Have your guests indulge in a luxurious ice-cream pudding log handmade with pudding, ice-cream and ferrero chocolates. For best results, make this dish a day ahead!
- 300 g purchased dark fruit cake or Christmas pudding, chopped coarsely
- 2 tbsps Frangelico liqueur (see Chef's Tip below)
- 2 litres (8 cups) vanilla ice-cream, softened slightly
- White Ice Magic (white chocolate-flavoured ice-cream coating), to decorate
- 16 mixed Ferrero Rondnoir, Rocher and Raffaello, to serve
- 1 cup (140 g) hazelnuts
- 1 cup (220 g) caster sugar
- ½ cup (125 ml) water
HAZELNUT PRALINE Preheat oven to 180 C. Place nuts on oven tray; roast for 5 to 8 mins or until browned. Place nuts in a tea towel; rub to remove skins. Chop nuts coarsely. Scatter nuts on a lightly oiled oven tray.

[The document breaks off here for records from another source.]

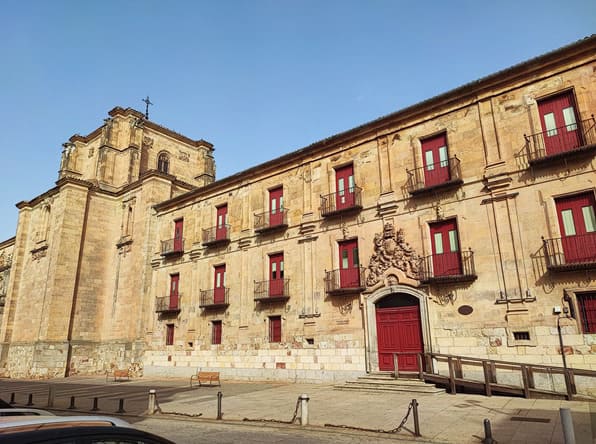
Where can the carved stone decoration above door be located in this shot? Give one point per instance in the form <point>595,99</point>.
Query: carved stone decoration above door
<point>391,251</point>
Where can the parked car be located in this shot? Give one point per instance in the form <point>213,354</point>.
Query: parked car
<point>73,430</point>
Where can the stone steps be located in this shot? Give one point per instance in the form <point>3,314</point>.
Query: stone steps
<point>384,382</point>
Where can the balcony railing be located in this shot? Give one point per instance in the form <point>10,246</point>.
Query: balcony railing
<point>272,291</point>
<point>346,280</point>
<point>561,142</point>
<point>448,267</point>
<point>440,175</point>
<point>341,202</point>
<point>269,221</point>
<point>168,304</point>
<point>216,235</point>
<point>570,253</point>
<point>214,298</point>
<point>172,247</point>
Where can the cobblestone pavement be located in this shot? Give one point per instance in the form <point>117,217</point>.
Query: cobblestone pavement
<point>443,418</point>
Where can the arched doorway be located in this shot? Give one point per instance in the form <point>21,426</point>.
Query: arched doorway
<point>396,322</point>
<point>399,330</point>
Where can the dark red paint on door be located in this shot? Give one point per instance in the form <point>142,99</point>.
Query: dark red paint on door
<point>578,227</point>
<point>276,206</point>
<point>445,246</point>
<point>219,290</point>
<point>221,230</point>
<point>178,228</point>
<point>174,281</point>
<point>436,161</point>
<point>344,186</point>
<point>558,117</point>
<point>276,274</point>
<point>399,331</point>
<point>349,267</point>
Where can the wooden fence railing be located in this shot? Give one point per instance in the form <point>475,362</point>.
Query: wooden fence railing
<point>504,377</point>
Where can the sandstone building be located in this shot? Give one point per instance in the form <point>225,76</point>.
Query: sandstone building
<point>458,225</point>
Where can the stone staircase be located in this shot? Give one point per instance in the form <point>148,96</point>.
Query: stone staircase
<point>385,382</point>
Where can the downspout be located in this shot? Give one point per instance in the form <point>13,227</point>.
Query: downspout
<point>76,286</point>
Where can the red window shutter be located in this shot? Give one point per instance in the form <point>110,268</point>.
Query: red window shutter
<point>275,329</point>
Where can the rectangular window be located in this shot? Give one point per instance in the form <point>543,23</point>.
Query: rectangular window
<point>216,332</point>
<point>170,334</point>
<point>274,328</point>
<point>586,303</point>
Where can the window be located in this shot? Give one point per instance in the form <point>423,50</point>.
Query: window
<point>274,328</point>
<point>170,334</point>
<point>436,160</point>
<point>586,303</point>
<point>558,117</point>
<point>446,257</point>
<point>163,163</point>
<point>577,224</point>
<point>216,332</point>
<point>174,295</point>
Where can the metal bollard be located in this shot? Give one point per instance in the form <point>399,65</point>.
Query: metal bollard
<point>121,406</point>
<point>416,419</point>
<point>488,434</point>
<point>219,413</point>
<point>567,424</point>
<point>151,406</point>
<point>303,409</point>
<point>51,395</point>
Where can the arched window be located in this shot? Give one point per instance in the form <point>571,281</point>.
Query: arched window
<point>163,163</point>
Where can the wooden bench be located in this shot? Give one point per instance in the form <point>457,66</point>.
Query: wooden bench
<point>204,378</point>
<point>118,374</point>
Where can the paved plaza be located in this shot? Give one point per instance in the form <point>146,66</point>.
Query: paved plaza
<point>443,417</point>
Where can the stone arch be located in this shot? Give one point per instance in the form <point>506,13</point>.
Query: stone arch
<point>371,320</point>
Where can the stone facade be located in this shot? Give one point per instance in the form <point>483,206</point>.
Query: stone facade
<point>169,271</point>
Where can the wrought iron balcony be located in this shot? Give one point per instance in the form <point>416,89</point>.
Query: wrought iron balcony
<point>570,253</point>
<point>339,203</point>
<point>268,221</point>
<point>168,304</point>
<point>562,142</point>
<point>218,235</point>
<point>214,298</point>
<point>172,247</point>
<point>272,291</point>
<point>343,281</point>
<point>448,267</point>
<point>442,175</point>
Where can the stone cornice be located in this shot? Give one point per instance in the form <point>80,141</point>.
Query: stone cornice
<point>527,71</point>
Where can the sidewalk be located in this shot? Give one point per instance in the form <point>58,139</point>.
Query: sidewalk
<point>443,418</point>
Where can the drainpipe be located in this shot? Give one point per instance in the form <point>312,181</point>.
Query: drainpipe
<point>76,285</point>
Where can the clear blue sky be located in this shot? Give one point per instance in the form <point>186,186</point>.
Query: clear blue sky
<point>255,78</point>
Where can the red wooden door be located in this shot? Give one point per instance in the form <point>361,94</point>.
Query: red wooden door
<point>275,329</point>
<point>344,186</point>
<point>178,243</point>
<point>221,230</point>
<point>399,331</point>
<point>445,246</point>
<point>276,274</point>
<point>578,227</point>
<point>349,268</point>
<point>219,290</point>
<point>174,281</point>
<point>276,206</point>
<point>559,123</point>
<point>436,160</point>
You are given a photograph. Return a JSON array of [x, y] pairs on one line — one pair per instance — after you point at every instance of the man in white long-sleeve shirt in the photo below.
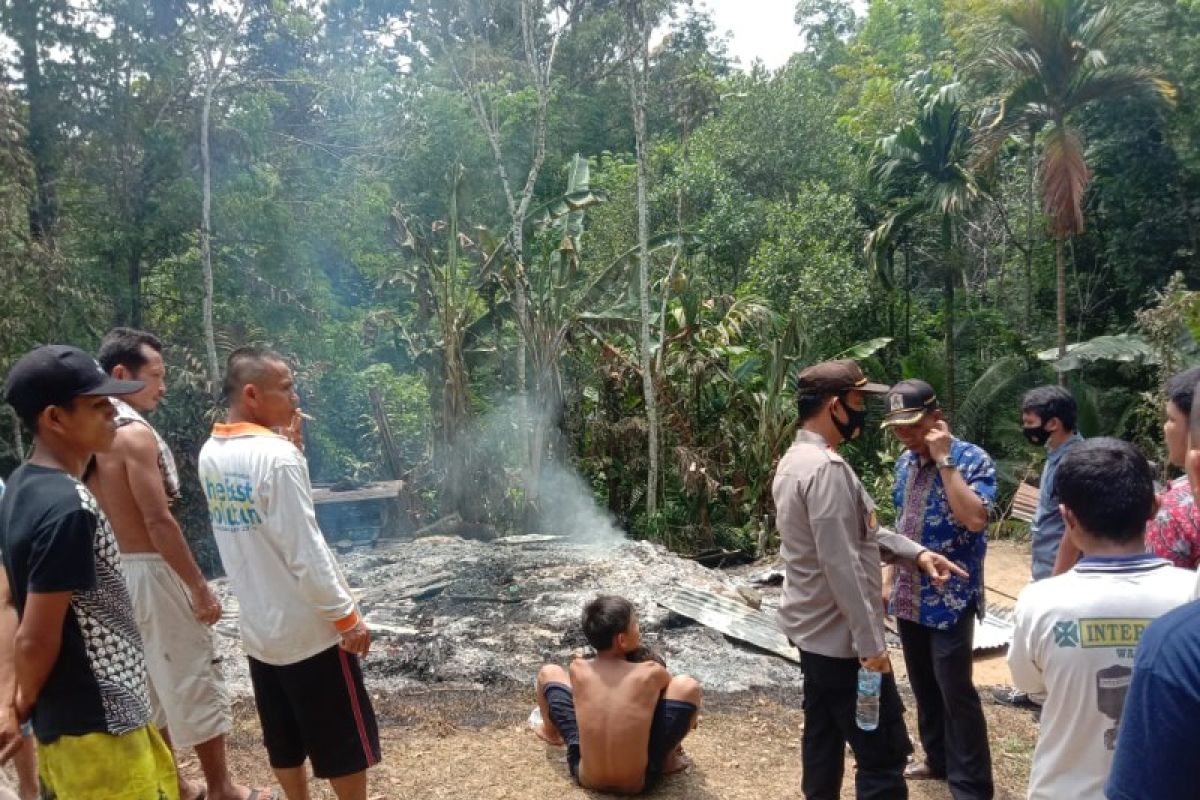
[[1077, 633], [299, 623]]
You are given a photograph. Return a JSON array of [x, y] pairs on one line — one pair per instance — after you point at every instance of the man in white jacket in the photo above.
[[299, 624], [1077, 633]]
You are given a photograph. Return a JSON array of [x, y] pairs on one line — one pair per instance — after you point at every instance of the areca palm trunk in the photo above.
[[948, 299], [639, 70], [1061, 299]]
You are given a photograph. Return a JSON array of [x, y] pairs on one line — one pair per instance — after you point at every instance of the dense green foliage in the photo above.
[[431, 208]]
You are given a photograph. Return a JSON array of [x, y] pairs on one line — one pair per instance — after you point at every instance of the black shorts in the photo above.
[[671, 723], [317, 709]]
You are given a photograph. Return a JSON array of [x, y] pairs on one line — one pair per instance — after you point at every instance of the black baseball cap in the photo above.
[[909, 402], [834, 378], [54, 374]]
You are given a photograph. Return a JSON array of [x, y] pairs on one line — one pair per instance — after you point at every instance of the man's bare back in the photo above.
[[615, 704], [133, 458]]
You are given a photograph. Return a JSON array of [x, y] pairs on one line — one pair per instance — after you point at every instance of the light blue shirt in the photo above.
[[1048, 525]]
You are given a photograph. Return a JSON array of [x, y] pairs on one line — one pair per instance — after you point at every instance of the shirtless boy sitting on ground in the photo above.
[[621, 715]]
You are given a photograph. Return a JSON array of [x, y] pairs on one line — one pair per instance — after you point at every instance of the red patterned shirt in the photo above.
[[1174, 534]]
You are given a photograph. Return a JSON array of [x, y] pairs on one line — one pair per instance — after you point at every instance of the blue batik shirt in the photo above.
[[1048, 525], [923, 515]]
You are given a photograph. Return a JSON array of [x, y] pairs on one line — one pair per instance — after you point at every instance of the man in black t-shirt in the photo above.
[[81, 673]]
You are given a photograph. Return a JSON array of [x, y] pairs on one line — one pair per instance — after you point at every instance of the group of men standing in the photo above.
[[1096, 589], [106, 639]]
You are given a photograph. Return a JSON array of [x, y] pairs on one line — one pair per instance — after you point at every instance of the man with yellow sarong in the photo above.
[[79, 663]]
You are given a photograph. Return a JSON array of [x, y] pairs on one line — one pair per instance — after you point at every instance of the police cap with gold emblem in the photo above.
[[834, 378], [909, 402]]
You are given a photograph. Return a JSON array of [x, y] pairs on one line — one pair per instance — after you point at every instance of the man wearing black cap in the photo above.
[[945, 491], [79, 663], [832, 547]]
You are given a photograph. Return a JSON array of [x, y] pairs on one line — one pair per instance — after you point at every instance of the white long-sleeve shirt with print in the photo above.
[[1074, 642], [293, 597]]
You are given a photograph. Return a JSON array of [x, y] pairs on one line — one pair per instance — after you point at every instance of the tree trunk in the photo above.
[[1029, 235], [1061, 299], [948, 299], [907, 301], [40, 138], [639, 68], [210, 342], [214, 73], [136, 289]]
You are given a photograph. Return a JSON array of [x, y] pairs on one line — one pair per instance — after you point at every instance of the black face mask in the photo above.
[[853, 425], [1037, 434]]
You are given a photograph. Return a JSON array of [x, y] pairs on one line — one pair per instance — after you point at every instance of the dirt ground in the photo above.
[[478, 745]]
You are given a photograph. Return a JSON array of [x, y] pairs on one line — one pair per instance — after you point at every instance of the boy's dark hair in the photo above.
[[1181, 389], [246, 366], [1109, 486], [604, 618], [809, 403], [30, 422], [123, 346], [1051, 403]]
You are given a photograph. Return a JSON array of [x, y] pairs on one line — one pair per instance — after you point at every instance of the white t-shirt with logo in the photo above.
[[293, 596], [1074, 642]]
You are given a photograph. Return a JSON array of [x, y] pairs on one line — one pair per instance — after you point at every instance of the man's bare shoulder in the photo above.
[[136, 440]]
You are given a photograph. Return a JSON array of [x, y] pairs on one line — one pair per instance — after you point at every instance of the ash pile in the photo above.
[[457, 613]]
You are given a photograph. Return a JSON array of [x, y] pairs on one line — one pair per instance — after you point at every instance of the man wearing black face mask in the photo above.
[[832, 547], [1048, 419]]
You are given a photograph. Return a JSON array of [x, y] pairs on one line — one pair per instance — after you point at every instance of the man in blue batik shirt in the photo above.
[[943, 494], [1048, 419]]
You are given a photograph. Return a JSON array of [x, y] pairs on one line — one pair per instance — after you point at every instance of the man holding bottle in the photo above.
[[832, 547]]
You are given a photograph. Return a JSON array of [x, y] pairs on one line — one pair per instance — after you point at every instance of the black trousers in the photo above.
[[831, 693], [949, 716]]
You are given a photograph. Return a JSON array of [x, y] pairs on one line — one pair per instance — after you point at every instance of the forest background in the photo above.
[[521, 250]]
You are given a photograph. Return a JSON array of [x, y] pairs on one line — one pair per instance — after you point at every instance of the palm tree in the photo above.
[[1055, 66], [923, 168]]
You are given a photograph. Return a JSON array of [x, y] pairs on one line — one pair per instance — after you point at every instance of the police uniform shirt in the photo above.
[[832, 548]]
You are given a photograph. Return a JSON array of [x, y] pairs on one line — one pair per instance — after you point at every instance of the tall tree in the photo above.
[[216, 36], [923, 166], [637, 30], [1055, 66]]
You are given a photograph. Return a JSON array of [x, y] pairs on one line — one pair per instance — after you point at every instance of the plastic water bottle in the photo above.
[[867, 713]]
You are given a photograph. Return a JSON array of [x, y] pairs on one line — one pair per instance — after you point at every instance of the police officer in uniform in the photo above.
[[832, 608]]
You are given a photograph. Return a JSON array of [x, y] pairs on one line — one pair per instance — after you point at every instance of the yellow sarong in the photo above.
[[135, 765]]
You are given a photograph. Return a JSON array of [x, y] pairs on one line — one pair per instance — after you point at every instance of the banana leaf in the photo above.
[[1123, 348]]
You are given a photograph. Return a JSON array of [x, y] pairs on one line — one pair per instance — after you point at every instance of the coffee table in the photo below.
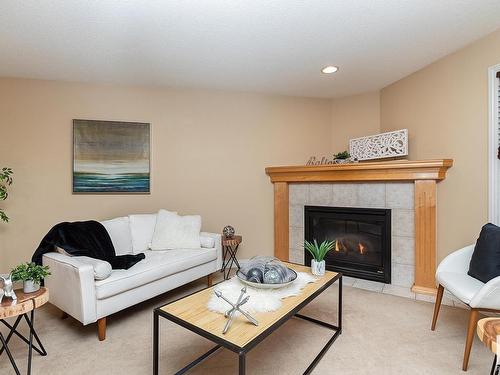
[[191, 313]]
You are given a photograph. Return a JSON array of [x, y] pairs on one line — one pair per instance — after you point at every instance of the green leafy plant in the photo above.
[[30, 271], [342, 155], [5, 180], [319, 251]]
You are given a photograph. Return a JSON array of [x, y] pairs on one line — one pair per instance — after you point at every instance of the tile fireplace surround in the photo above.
[[408, 188]]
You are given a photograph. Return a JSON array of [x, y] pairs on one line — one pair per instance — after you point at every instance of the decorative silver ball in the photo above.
[[228, 231]]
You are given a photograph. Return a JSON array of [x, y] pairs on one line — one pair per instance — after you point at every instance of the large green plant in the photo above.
[[30, 271], [319, 251], [5, 180]]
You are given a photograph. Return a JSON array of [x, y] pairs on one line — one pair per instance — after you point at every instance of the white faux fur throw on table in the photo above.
[[261, 300]]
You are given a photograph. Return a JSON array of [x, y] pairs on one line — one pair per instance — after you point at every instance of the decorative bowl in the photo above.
[[242, 278]]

Meanwhile, combine the sugar and water in a small saucepan; stir over medium heat until sugar is dissolved. Bring to the boil; boil, without stirring, for 8 mins or until golden. Pour toffee over nuts; cool. Chop into rough crumbs.
Line a 13 cm x 24 cm loaf pan (2-litre/8-cup capacity) with two layers of baking paper, extending the paper 5 cm over the sides.
Combine the cake and liqueur in a large bowl; stand until absorbed. Working quickly, add the ice-cream and two-thirds of the Hazelnut Praline to bowl; stir until just combined.
Spoon ice-cream mixture into the pan; smooth top. Cover, freeze overnight or until firm.
Just before serving, turn loaf out onto board or platter, remove paper. Drizzle with Ice Magic; decorate with chocolates and remaining praline. Serve immediately.
Chef’s Tip: Frangelico is a hazelnut liquer. You can use your favourite liquer or leave it out, if you prefer. For a large Christmas pudding shape, line a 2-litre (8-cup) mould or bowl with two large pieces of plastic wrap, extending the plastic 10 cm over side. Log can be made to the end of step 3, up to 2 weeks ahead.